Information provided by (Responsible Party):
Yizhuo Zhang, Sun Yat-sen University

Brief Summary:

Phase I dose escalation clinical trial: to explore the dose limiting toxicity (DLT) of mitoxantrone hydrochloride liposome injection in the treatment of children with relapsed and refractory lymphoma and solid tumors.

Pharmacokinetics clinical trial: to observe the pharmacokinetics of mitoxantrone hydrochloride liposomes in children with relapsed and refractory lymphoma and solid tumors.

To evaluate the safety and efficacy of mitoxantrone hydrochloride liposomes in children with lymphoma and solid tumors.
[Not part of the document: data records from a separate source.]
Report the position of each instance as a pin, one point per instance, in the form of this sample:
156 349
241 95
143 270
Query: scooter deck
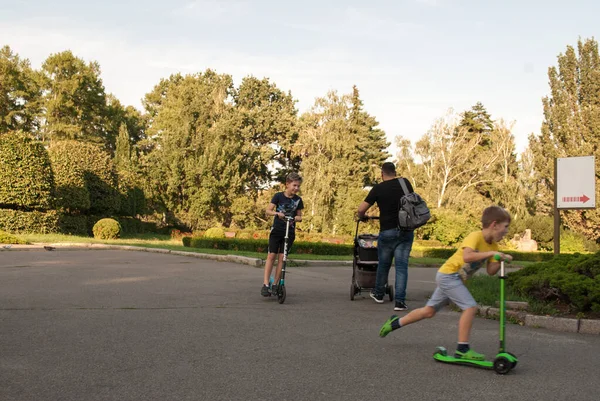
441 355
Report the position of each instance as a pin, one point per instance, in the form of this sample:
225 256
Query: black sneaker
400 305
377 298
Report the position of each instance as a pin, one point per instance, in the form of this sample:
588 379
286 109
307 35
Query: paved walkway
116 325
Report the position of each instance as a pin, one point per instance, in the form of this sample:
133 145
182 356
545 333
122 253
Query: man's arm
362 209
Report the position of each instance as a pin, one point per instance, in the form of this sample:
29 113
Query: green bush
571 279
6 238
107 229
85 178
447 227
215 232
26 178
542 229
18 222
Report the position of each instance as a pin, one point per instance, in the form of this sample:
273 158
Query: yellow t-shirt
456 263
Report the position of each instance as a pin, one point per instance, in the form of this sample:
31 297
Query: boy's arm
271 211
469 255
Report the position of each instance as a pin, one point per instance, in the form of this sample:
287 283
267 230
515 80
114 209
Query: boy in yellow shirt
476 249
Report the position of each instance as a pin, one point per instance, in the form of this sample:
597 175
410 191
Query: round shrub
107 229
6 238
25 173
244 235
215 232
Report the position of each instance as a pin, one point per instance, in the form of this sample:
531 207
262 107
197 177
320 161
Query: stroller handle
364 218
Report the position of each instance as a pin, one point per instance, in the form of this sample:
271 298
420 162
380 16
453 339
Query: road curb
255 262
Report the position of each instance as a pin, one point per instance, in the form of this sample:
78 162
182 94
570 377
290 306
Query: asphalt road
118 325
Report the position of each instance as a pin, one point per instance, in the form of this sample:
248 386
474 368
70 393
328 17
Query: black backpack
412 209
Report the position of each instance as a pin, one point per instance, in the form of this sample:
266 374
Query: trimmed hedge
27 181
85 177
324 248
18 222
52 222
571 279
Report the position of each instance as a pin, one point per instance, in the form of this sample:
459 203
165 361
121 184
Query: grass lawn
486 291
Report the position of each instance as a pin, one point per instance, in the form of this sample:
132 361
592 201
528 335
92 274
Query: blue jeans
395 244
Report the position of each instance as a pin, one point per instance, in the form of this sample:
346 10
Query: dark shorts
276 241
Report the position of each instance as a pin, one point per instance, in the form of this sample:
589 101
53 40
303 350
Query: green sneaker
470 355
387 326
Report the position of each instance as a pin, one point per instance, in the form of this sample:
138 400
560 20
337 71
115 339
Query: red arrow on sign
581 199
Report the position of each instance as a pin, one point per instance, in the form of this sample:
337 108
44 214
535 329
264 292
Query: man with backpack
394 242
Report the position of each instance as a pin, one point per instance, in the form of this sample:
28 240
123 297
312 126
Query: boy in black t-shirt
286 203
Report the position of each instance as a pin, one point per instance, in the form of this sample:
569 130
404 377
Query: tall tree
371 141
571 126
327 146
452 160
74 99
20 94
268 124
479 122
192 152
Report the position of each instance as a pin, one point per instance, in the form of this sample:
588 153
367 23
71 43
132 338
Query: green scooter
504 361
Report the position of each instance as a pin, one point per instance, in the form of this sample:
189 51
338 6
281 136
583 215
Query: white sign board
576 182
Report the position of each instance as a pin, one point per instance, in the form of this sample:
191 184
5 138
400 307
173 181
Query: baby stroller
364 263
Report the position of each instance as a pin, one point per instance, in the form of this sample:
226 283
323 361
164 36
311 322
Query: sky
411 60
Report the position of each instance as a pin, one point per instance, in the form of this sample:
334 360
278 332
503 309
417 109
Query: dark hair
494 213
291 177
388 168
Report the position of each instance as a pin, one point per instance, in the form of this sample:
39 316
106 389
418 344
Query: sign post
574 188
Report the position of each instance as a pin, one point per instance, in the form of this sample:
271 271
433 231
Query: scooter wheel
390 291
515 362
281 295
502 365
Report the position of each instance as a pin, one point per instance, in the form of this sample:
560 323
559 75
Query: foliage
74 99
26 178
542 229
20 93
17 222
215 232
571 127
107 229
448 227
85 178
6 238
571 279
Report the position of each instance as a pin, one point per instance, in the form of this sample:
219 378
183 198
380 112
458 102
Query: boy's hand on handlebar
499 256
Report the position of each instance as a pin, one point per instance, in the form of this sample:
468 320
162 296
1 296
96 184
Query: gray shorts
450 288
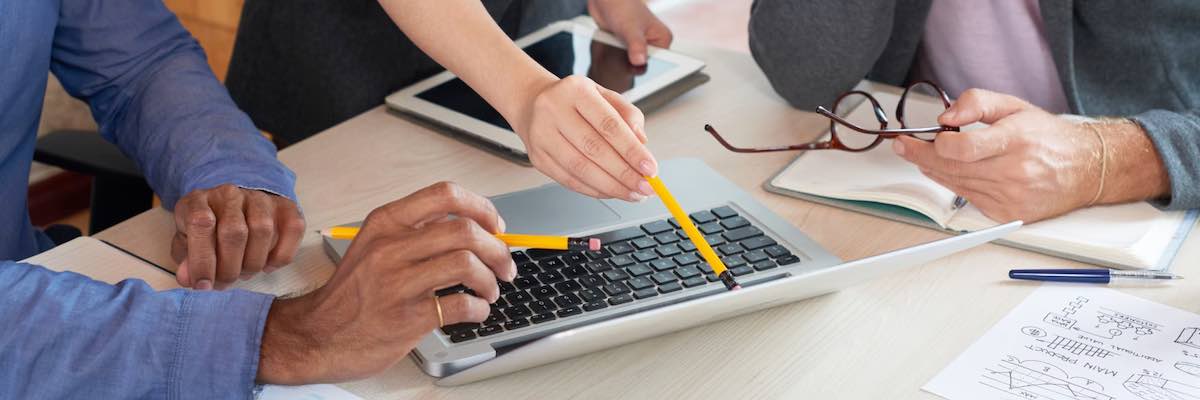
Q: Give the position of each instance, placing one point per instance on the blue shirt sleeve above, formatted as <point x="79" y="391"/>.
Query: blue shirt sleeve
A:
<point x="69" y="336"/>
<point x="154" y="95"/>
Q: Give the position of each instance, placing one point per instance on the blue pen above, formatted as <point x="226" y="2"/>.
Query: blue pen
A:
<point x="1090" y="275"/>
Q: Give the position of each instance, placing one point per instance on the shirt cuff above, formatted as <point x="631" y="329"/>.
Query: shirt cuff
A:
<point x="1177" y="139"/>
<point x="219" y="338"/>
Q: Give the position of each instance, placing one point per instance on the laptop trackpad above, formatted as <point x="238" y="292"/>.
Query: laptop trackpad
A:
<point x="552" y="209"/>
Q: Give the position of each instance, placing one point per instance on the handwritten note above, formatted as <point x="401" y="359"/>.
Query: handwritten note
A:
<point x="1072" y="342"/>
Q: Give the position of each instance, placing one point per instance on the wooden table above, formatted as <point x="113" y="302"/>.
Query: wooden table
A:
<point x="879" y="340"/>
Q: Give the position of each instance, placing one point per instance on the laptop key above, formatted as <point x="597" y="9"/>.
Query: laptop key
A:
<point x="657" y="227"/>
<point x="663" y="264"/>
<point x="757" y="243"/>
<point x="595" y="305"/>
<point x="670" y="287"/>
<point x="621" y="299"/>
<point x="616" y="275"/>
<point x="787" y="260"/>
<point x="462" y="336"/>
<point x="777" y="251"/>
<point x="703" y="216"/>
<point x="616" y="288"/>
<point x="663" y="278"/>
<point x="724" y="212"/>
<point x="516" y="323"/>
<point x="490" y="330"/>
<point x="543" y="292"/>
<point x="639" y="284"/>
<point x="643" y="243"/>
<point x="646" y="293"/>
<point x="639" y="269"/>
<point x="621" y="248"/>
<point x="568" y="311"/>
<point x="742" y="233"/>
<point x="543" y="306"/>
<point x="742" y="270"/>
<point x="591" y="294"/>
<point x="543" y="317"/>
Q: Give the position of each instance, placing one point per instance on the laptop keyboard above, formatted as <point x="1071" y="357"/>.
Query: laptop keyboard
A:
<point x="635" y="263"/>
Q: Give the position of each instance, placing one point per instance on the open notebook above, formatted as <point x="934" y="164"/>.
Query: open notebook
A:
<point x="880" y="183"/>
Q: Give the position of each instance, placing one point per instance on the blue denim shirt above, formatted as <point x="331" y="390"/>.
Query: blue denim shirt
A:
<point x="151" y="91"/>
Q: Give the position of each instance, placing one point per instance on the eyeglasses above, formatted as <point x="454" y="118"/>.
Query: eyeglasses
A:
<point x="861" y="138"/>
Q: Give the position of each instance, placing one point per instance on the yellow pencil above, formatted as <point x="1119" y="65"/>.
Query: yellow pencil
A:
<point x="694" y="234"/>
<point x="511" y="239"/>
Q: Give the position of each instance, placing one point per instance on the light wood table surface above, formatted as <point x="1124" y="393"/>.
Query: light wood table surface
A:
<point x="879" y="340"/>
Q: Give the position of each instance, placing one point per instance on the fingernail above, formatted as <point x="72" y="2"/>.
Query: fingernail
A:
<point x="645" y="187"/>
<point x="647" y="168"/>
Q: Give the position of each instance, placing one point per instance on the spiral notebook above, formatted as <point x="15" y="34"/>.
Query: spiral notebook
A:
<point x="1134" y="236"/>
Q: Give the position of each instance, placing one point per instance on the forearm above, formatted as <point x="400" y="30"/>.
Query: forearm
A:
<point x="69" y="336"/>
<point x="461" y="36"/>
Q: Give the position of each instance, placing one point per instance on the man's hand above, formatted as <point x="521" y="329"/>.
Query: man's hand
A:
<point x="226" y="233"/>
<point x="381" y="300"/>
<point x="1031" y="165"/>
<point x="634" y="23"/>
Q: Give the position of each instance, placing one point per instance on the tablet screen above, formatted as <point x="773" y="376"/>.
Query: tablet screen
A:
<point x="563" y="54"/>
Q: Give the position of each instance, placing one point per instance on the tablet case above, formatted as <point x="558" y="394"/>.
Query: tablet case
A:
<point x="648" y="105"/>
<point x="901" y="214"/>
Condition or disease Intervention/treatment Phase
Lymphoma, Solid Tumors Drug: Mitoxantrone Hydrochloride Liposome Phase 1

Detailed Description:
This is a phase I dose escalation and pharmacokinetics clinical trial to evaluate the safety and efficacy of mitoxantrone hydrochloride liposomes in children with lymphoma and solid tumors. In the phase I dose escalation study 9-18 children with relapsed and refractory lymphoma and solid tumors will be treated with mitoxantrone hydrochloride liposome alone at the dose of 16 mg/m2, 20 mg/m2 and 24 mg/m2. Simultaneously 6~15 cases were added for pharmacokinetic study to ensure 8 cases are included in each dose group with the same mitoxantrone hydrochloride liposome dose.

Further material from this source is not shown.